I can’t really sample using MCMC (would take days from my attempts). I can only use MAP to perform some tests, but it is not really what I would want. I already tried to use ADVI, but the results were not good.
One thing that I did was to ensure that my priors were as informative as I can have them to be. I also already checked some of the posts here and understood that, for now, there is no current solution to use a sparse approximation with latent GPs.
Does someone has any ideas that could help to increase the model performance?
What is the shape of
B in your Coregional GP?
I was just running the model for 12 time series. Considering this number, I defined a (12,12) matrix for W and a vector of size 12 for kappa. Looking at the
PyMC3 source code, the B matrix is expanded based on my X, which is, in this case, (576,2). Something along the lines:
X = np.concatenate((np.repeat(np.arange(n).reshape(-1,1), s, axis=1).flatten('F').reshape(-1,1), np.repeat(np.arange(s),n).reshape(-1,1)), axis=1)
W = np.random.normal(loc=0, scale=0.5, size=(12,12))
kappa = stats.gamma.rvs(a=2, size=12)
W = tt.as_tensor_variable(W)
kappa = tt.as_tensor_variable(kappa)
B = tt.dot(W, W.T) + tt.diag(kappa)
index = tt.cast(X[:,1], "int32")[:,None]
index2 = index.T
B = B[index, index2]
m = plt.imshow(B.eval(), cmap="inferno", interpolation='none')
So, its shape is (576,576).
Yep the shape should be in the range of what pymc3 could handle - i would check to make sure there is no undesired broadcasting happening during the computation of the likelihood.
I will recheck everything.
What would be the size where things get hairy?
Hi @junpenglao, I made it work but now I am applying it to a dataset with 304 time series with 220 time points. So B is now (66880, 66880). It does not seem to be doable.
Is there any other way to approach this?
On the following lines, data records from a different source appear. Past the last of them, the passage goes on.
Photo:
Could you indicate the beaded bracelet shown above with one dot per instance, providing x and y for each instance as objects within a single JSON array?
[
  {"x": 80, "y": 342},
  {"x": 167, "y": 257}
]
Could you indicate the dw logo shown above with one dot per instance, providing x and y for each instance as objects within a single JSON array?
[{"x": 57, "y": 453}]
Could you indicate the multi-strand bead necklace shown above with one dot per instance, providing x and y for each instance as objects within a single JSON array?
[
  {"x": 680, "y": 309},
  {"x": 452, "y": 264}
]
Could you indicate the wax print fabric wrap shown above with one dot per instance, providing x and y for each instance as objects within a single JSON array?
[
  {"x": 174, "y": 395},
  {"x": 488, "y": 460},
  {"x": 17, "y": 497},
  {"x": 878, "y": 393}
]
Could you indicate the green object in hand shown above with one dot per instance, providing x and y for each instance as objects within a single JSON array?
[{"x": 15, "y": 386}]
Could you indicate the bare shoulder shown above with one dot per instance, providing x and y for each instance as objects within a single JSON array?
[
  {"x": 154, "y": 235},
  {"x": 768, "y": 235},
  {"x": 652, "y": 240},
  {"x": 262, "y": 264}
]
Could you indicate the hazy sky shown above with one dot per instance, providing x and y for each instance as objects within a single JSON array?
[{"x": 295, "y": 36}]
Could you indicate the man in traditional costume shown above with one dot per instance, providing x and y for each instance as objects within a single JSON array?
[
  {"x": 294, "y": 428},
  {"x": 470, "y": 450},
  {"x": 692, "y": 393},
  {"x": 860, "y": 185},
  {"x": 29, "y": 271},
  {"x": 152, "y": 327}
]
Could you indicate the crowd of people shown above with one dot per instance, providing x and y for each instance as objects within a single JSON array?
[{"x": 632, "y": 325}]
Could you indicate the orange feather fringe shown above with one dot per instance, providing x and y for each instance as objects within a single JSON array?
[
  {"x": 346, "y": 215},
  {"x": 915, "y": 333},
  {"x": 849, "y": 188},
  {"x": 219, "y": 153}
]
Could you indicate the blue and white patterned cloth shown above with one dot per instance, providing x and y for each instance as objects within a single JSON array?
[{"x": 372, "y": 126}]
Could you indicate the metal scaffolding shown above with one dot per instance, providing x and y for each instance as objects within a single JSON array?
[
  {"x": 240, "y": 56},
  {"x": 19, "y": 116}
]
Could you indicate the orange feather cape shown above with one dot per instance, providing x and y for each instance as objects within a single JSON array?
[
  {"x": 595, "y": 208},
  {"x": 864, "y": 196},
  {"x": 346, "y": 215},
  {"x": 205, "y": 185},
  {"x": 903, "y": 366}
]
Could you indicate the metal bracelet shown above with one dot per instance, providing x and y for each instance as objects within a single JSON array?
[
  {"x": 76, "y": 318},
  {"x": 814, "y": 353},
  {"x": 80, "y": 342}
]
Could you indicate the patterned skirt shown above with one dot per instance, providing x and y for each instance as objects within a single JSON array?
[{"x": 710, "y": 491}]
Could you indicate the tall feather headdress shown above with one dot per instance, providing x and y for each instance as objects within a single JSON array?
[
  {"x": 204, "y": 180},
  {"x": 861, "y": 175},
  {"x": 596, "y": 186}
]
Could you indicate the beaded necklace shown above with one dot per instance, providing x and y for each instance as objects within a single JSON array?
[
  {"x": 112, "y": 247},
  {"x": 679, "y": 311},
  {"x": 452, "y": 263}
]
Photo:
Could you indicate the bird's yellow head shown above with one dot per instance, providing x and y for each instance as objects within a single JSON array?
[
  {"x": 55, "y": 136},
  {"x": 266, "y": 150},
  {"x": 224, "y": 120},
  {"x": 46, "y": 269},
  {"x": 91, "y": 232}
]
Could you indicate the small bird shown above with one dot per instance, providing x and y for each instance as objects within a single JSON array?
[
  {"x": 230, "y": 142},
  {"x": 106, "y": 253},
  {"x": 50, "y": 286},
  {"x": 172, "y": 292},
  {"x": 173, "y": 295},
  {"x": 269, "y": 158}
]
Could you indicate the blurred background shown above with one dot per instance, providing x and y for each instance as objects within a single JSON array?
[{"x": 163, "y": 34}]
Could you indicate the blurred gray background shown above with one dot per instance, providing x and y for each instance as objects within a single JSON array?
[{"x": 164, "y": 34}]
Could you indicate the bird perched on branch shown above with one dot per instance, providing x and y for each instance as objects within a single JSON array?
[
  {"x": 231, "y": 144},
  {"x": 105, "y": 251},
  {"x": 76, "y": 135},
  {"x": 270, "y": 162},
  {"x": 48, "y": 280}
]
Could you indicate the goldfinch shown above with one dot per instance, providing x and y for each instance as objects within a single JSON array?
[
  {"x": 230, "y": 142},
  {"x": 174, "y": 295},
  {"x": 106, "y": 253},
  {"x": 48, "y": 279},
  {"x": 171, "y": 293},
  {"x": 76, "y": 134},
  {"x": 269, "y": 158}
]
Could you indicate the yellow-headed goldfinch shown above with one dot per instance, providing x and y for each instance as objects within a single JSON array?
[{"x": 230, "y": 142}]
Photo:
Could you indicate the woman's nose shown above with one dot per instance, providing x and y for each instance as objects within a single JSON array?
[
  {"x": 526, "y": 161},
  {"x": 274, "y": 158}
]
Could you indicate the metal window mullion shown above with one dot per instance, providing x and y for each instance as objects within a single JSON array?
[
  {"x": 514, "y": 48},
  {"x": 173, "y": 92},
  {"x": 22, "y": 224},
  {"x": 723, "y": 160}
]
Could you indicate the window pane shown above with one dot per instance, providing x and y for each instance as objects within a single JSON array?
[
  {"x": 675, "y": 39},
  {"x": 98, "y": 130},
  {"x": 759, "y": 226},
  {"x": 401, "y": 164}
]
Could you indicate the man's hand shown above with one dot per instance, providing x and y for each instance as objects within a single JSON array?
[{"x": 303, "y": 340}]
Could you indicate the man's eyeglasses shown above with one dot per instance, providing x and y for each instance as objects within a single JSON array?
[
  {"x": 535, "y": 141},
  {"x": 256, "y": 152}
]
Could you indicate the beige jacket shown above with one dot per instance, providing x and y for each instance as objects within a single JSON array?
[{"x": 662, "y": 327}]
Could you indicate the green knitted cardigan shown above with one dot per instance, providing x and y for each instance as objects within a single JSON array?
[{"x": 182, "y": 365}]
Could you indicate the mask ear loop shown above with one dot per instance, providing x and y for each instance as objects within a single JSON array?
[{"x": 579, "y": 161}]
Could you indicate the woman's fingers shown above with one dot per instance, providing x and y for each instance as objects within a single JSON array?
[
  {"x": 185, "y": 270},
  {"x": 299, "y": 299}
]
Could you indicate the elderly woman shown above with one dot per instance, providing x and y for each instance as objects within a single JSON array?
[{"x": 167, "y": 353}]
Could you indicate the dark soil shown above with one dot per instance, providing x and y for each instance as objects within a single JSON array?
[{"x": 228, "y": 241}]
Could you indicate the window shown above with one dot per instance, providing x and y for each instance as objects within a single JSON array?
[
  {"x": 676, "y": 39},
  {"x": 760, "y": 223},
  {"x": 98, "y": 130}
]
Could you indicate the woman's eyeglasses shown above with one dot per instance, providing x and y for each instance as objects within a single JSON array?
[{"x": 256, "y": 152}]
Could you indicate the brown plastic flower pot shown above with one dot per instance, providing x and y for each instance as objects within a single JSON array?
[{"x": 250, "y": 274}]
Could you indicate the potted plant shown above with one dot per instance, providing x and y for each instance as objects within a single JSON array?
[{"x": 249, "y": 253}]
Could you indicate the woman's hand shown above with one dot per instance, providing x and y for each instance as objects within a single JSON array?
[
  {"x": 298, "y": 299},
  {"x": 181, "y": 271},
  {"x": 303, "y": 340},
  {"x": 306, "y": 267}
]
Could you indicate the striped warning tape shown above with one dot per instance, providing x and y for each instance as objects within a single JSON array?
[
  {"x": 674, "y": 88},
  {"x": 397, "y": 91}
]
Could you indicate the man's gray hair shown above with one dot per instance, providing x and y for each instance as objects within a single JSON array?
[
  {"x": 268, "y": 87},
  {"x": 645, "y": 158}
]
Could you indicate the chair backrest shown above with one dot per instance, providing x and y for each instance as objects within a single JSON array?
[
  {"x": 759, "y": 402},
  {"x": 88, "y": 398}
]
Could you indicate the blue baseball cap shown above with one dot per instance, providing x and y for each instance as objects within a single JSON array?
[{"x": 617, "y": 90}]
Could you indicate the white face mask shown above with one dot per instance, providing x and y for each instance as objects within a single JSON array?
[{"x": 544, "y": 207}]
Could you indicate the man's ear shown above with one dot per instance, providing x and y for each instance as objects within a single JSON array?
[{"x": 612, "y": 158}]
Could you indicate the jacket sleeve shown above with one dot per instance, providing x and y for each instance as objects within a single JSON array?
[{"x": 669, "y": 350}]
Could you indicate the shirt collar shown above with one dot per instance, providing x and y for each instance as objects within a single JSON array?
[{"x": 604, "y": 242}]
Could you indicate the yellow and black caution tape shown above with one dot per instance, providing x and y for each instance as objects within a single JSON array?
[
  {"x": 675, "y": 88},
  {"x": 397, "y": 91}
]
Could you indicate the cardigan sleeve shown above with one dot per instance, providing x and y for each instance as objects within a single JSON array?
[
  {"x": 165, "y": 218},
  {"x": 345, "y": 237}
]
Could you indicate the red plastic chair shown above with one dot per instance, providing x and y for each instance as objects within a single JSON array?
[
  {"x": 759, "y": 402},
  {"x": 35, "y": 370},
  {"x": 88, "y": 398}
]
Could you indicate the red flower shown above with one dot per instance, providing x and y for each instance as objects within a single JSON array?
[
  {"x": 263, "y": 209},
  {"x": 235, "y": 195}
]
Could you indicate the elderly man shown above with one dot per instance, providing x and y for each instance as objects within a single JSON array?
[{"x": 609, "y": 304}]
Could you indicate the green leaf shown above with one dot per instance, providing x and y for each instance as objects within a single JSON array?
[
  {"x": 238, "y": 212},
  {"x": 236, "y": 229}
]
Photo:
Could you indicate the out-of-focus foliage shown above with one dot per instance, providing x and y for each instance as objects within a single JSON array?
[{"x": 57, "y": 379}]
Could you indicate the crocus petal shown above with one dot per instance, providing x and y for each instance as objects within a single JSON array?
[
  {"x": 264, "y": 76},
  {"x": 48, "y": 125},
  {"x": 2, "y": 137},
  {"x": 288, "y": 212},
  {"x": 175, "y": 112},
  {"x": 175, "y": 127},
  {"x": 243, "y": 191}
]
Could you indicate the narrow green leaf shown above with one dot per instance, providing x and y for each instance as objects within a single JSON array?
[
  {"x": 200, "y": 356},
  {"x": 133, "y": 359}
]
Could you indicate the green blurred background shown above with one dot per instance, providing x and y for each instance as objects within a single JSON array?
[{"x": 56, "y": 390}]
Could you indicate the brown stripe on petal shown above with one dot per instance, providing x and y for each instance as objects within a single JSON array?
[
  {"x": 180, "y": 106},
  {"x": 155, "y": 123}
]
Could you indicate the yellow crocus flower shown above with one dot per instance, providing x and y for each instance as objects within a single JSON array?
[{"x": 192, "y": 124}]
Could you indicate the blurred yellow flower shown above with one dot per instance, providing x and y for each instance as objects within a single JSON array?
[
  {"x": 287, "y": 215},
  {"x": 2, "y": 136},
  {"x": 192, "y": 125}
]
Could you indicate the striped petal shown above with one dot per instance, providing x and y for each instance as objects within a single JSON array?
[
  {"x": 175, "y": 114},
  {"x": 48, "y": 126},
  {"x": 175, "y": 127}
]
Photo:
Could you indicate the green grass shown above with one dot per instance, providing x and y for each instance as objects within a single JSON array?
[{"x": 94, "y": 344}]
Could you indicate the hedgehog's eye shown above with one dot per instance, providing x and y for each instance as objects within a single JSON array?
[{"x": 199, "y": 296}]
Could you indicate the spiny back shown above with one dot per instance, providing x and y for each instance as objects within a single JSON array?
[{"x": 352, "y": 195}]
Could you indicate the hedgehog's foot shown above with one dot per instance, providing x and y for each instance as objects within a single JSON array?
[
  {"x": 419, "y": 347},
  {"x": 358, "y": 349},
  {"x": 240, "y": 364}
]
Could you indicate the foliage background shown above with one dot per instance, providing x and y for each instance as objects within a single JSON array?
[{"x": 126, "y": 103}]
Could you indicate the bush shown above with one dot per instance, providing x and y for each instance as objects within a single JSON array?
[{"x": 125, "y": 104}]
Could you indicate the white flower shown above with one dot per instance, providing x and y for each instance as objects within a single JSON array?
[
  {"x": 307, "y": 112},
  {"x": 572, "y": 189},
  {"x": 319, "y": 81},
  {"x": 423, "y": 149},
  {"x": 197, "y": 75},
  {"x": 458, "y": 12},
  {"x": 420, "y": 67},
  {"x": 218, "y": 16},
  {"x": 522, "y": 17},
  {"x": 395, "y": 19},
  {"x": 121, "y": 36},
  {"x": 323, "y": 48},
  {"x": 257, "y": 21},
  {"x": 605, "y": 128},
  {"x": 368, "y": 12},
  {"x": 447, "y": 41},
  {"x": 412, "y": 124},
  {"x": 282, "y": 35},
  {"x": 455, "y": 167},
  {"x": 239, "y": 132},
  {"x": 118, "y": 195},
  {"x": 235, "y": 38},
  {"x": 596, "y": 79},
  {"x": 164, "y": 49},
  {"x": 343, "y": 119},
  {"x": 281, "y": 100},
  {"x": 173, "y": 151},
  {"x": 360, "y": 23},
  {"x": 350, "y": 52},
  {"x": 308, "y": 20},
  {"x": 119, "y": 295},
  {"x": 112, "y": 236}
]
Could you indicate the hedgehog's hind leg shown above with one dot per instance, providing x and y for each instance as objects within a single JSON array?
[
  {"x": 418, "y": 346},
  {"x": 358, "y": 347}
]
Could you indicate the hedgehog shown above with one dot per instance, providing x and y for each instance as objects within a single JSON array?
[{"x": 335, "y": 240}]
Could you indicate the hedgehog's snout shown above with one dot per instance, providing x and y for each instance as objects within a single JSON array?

For instance, instead of flattenning the data, use it in matrix form and estimate the GP parameters specifically for each time series (avoiding the need to build such a big matrix full of zeros). The dependencies could also be estimated in different GPs by group and added to the former. Does it make sense? Any way to use the GP API?
It might not be a very realistic assumption that every time point in your 304 time series are correlated with each other, instead, how about modeling a single (meta) time series with GP, and another correlation matrix to capture the correlation among time series (but each time slice will share the same correlation in that case)
And to hop on to @junpenglao’s response, I think you could try the Kronecker functionality for that. I think it should be computationally tractable using that.
You are right @junpenglao, but modeling a meta time series is also not a realistic assumption for my problem. So I went for a hybrid solution, modeling a GP for each hierarchy that I have in the data. It works well and it is fast for the small dataset (30+ time series). It is also fast enough for the bigger one (304 time series) if I don’t use all the hierarchies. If I add one of the bigger ones (with 30 and 70+ groups on each one - meaning 30 and 70+ new GPs added to the model) and try find_MAP it just stays hanging endlessly. There is no error, it just won’t start. One core of the CPU stays at 100% (others at zero) and it uses 12Gb of RAM more or less (which is not bad considering the size of the model but now we also have much smaller cov matrices). Do you know what could be happening?
@bwengals thanks for the tip, I had that as a next step as soon as I could manage to implement the above solution with much smaller cov matrices to begin with. I was thinking of using it for the high level hierarchies with a smaller number of groups, since I am a bit afraid of running again into giant cov matrices. Does it make sense?